Le Haut commissaire aux droits de l’homme de l’ONU a réclamé une nouvelle fois ce mardi l’ouverture d’une enquête internationale sur les exactions dans les Kasaï. Mais Kinshasa refuse toujours l’envoi d’experts onusiens.
L’inquiétante dégradation de la situation sécuritaire dans le centre de la RDC était au menu du Conseil des droits de l’homme des Nations Unies ce mardi à Genève. Depuis l’été 2016, la mort du chef traditionnel Kamuina Nsapu, opposé au pouvoir central, a enflammé les provinces du Kasaï dans un cycle d’exactions-répressions que Kinshasa n’arrive pas à juguler. Et comme une mauvaise nouvelle n’arrive jamais seule, c’est également ce mardi que l’Eglise catholique a choisi pour publier ses propres chiffres sur les massacres dans les Kasaï. Et il faut trois dans le dos. Depuis octobre 2016, la Nonciature apostolique évoque dans « une note technique » le chiffre de 3.383 décès, alors que les autorités congolaises et l’ONU avançaient prudemment le chiffre de 500 morts. L’Eglise a également relevé 30 fosses communes, 20 villages détruits dont 10 par l’armée régulière. Enfin, les violences qui opposent régulièrement miliciens, soldats et policiers au Kasaï ont provoqué le déplacement de 1,3 million de réfugiés et deux experts missionnés par le secrétaire général de l’ONU pour enquêter sur ces violences, ont été assassinés en mars.
Une milice armée par le gouvernement
Comme si la situation n’était pas assez dramatique, le Haut commissaire de l’ONU aux droits de l’Homme, Zeid Ra’ad Al Hussein, a accusé ce mardi à Genève le gouvernement congolais d’armer une milice qui attaque des civils dans les Kasaï. Une accusation grave qui vient étayer les accusations de l’opposition politique congolaise qui soupçonne les autorités d’entretenir volontairement le chaos dans le centre de la RDC, afin de reporter une nouvelle fois l’élection présidentielle. Zeid Ra’ad Al Hussein s’est dit « consterné par la création et l’armement d’une milice (Bana Mura) qui soutiendrait les autorités dans la lutte contre les miliciens de Kamwina Nsapu ». Le Haut commissaire de l’ONU a expliqué que « les Bana Mura ont, au cours des deux derniers mois, tué, mutilé ou brûlé à mort des centaines de villageois et ont détruit des villages entiers » du territoire de Kamonya.
« Un Etat néant »
Face à ce tableau noir, Zeid Ra’ad Al Hussein a demandé une nouvelle fois au Conseil de déployer une enquête internationale indépendante sur la situation des droits de l’homme dans les Kasaï, en coopération avec les autorités congolaises.

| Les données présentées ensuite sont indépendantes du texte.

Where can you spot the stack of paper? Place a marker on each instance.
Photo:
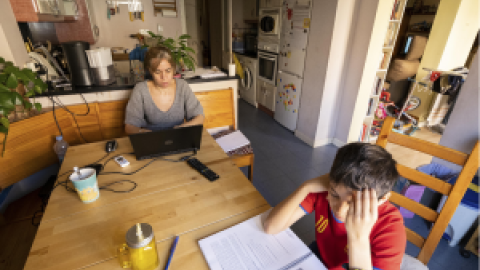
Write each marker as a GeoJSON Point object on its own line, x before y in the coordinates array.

Mais Kinshasa traîne les pieds pour ne pas dire plus. « La RDC n’est pas disposée à accepter l’idée du déploiement sur son territoire d’une commission d’enquête internationale qui travaillerait en vase clos et parallèlement aux instances judiciaires nationales comme si la RDC était devenue un Etat néant » a estimé le porte-parole du gouvernement Lambert Mende, excluant l’envoi d’une Commission dans les Kasaï. Il faut dire que si les autorités congolaises sont plutôt frileuses à toute enquête extérieure, c’est que l’armée régulière et la police nationale sont dans le viseur de l’ONU, qui, certes condamne les exactions des miliciens Kamuina Naspu, mais pointe surtout la responsabilité de l’Etat et l’usage « disproportionné » et « inapproprié » de la force. Des accusations que réfute Kinshasa qui a décidé de présenter son propre « livre blanc » à Genève, qui présente sa version des violences au Kasaï. Une version où l’Etat apparaît irréprochable.
Deux lignes s’opposent à Genève
A Genève, l’Union européenne (UE) et les ONG internationales soutiennent l’ouverture d’une enquête internationale pour établir les faits et déterminer les responsabilités. Si les occidentaux plaident pour une commission d’enquête, Kinshasa peut compter sur les délégués africains à Genève pour freiner des quatre fers et soutenir l’idée d’une enquête exclusivement congolaise. Le bras de fer est donc engagé entre Kinshasa et l’UE, qui a déjà sanctionné plusieurs hauts responsables pour leur implication les violences. Comme souvent, les autorités congolaises souffle le chaud et froid : affirmant d’un côté vouloir continuer à collaborer avec l’ONU au Kasaï, comme l’a déclaré la ministre Marie-Ange Mushobekwa ou refusant catégoriquement l’envoi d’experts onusien comme le martelle Lambert Mende. Pour connaître le vainqueur de ce bras de fer, il faudra attendre jeudi ou vendredi, où le Conseil des droits de l’homme des Nations Unies doit se prononcer sur le projet de résolution.